Apple share price down despite reporting beats across the board
A murky outlook likely explains why the Apple share price dipped after revealing beats across the board in the third quarter.
It was a blowout quarter for Apple – with the $2.45 trillion tech giant reporting solid beats across the board.
Despite that, rumblings of a chip shortage and no guidance look to have left investors with little to latch onto.
The stock fell 1.49% during Tuesday’s session and continued to dip in after-hours trade, shedding another 2.07% to trade at the $143 per share mark. Year-to-date the Apple share price has rallied some 13%.
Unpacking the third quarter results
On the top-line, Apple delivered another spectacular quarter of growth, reporting total revenues of $81.4 billion, implying a year-on-year increase of 36%. That was well ahead of consensus, with analysts expecting 'just' $73.3 billion in revenues for the third quarter.
That performance was driven by strong growth across both Apple's products and services segments.
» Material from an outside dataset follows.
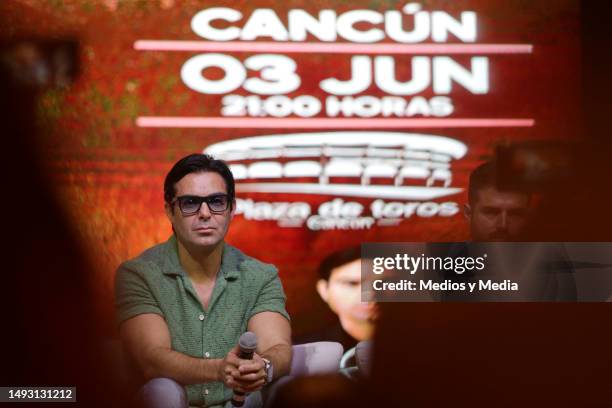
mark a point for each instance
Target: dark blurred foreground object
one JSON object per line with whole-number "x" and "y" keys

Q3 products revenue hit $63.9 billion, while quarterly services revenue came in at $17.4 billion.
This translated to an impressive profit performance, with net income leaping from $11.2 billion (Q3 FY20) to $21.7 billion (Q3 FY21). Earnings per share were $1.31 (basic) and $1.31 (diluted). That was close to a 30% beat on analysts expectations, who estimated Apple would report EPS of $1.01, on average.
Commenting on those results, Apple CEO, Tim Cook, said:
‘This quarter, our teams built on a period of unmatched innovation by sharing powerful new products with our users, at a time when using technology to connect people everywhere has never been more important.’
Quarterly operating cash flow was $21 billion while Apple said it ploughed $5.7 billion into research and development in the period. Elsewhere, the tech giant revealed it would pay a 22 cent per share dividend on 12 August.
Other points to consider
It will be telling to see how the sell-side reacts to the quarterly in the coming days. Apple has historically been well liked by analysts, with the stock currently commanding a Buy rating.
Despite those roaring results and an upbeat analyst outlook, when questioned about the possible impact of a global chip shortage, Tim Cook, on Apple’s earnings call said:
‘The majority of constraints we're seeing are of the variety that I think others are seeing, that I would classify as industry shortage. We do have some shortages in addition to that, where the demand has been so great and so beyond our own expectation that it's difficult to get the entire set of parts within the lead times that we try to get those.’
Such comments, as well as broader regulatory issues currently besieging Chinese equities, likely weighed on the stock on Tuesday.